It seems, on the surface at least, to be a mighty fine gesture from the e-commerce giant and one that will doubtless provide them lots of free PR around employee branding, culture, engagement and help avoid attrition and employee churn.
But the open admission, and acceptance, that some of their investment will go towards developing new skills for employees who will ultimately leave and go elsewhere, and be ok about that, is an attitude rarely seen here in New Zealand. It probably helps having a market cap of $1 trillion behind you, but it’s a remarkably modern way of HR thinking and an explicit acknowledgement that the majority of people won’t stick in one job for life anymore.
Learn, Unlearn and Relearn
I was at a PWC Herald Talks event on the Gig Economy recently and the NZ Minster of Education, Chris Hipkins, was talking on the panel. He admitted that the education system here in NZ is grappling with the rapidly changing way of working and how best to prepare students for this nebulous future.
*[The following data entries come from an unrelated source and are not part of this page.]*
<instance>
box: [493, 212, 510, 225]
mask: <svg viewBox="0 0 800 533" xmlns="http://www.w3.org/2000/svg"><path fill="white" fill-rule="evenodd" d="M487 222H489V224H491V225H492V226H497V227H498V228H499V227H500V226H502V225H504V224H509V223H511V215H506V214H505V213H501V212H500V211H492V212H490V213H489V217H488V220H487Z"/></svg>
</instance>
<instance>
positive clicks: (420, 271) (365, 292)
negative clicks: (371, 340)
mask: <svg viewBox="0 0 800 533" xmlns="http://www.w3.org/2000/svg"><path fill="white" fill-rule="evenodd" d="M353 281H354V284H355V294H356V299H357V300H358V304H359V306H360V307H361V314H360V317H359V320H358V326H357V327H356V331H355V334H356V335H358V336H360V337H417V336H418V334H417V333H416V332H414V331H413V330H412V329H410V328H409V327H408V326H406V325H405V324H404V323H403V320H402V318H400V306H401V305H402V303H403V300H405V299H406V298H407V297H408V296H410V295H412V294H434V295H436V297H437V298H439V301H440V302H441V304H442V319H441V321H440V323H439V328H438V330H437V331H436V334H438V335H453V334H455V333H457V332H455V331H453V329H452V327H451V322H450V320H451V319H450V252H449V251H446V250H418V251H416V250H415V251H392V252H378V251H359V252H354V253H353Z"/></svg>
He quoted Alvin Toffler, saying:
“The illiterate of the 21st century will not be those who cannot read and write, but those who cannot learn, unlearn, and relearn.”
It seems as though Amazon are investing significantly in avoiding too many of their own staff becoming “illiterate” then, but it does also beg the question whether it should be the responsibility of Corporations, rather than Governments, to offer the necessary re-educating opportunities for our workforces to survive and thrive in the future. If you’ve got pockets as deep as Amazon’s then maybe so, but not many New Zealand businesses will be able to match such a costly initiative.
Chris Hipkins will have to keep wringing his hands for a while longer then, at least while Labour remain in Government anyway. In the meantime Kiwi businesses should take note of Amazon’s gesture, and do what they can (within reasonable budgets, of course) to follow suit. The offer of ongoing learning, development and re-skilling will doubtless become an essential tool for attracting, engaging and retaining top talent to your company in the future.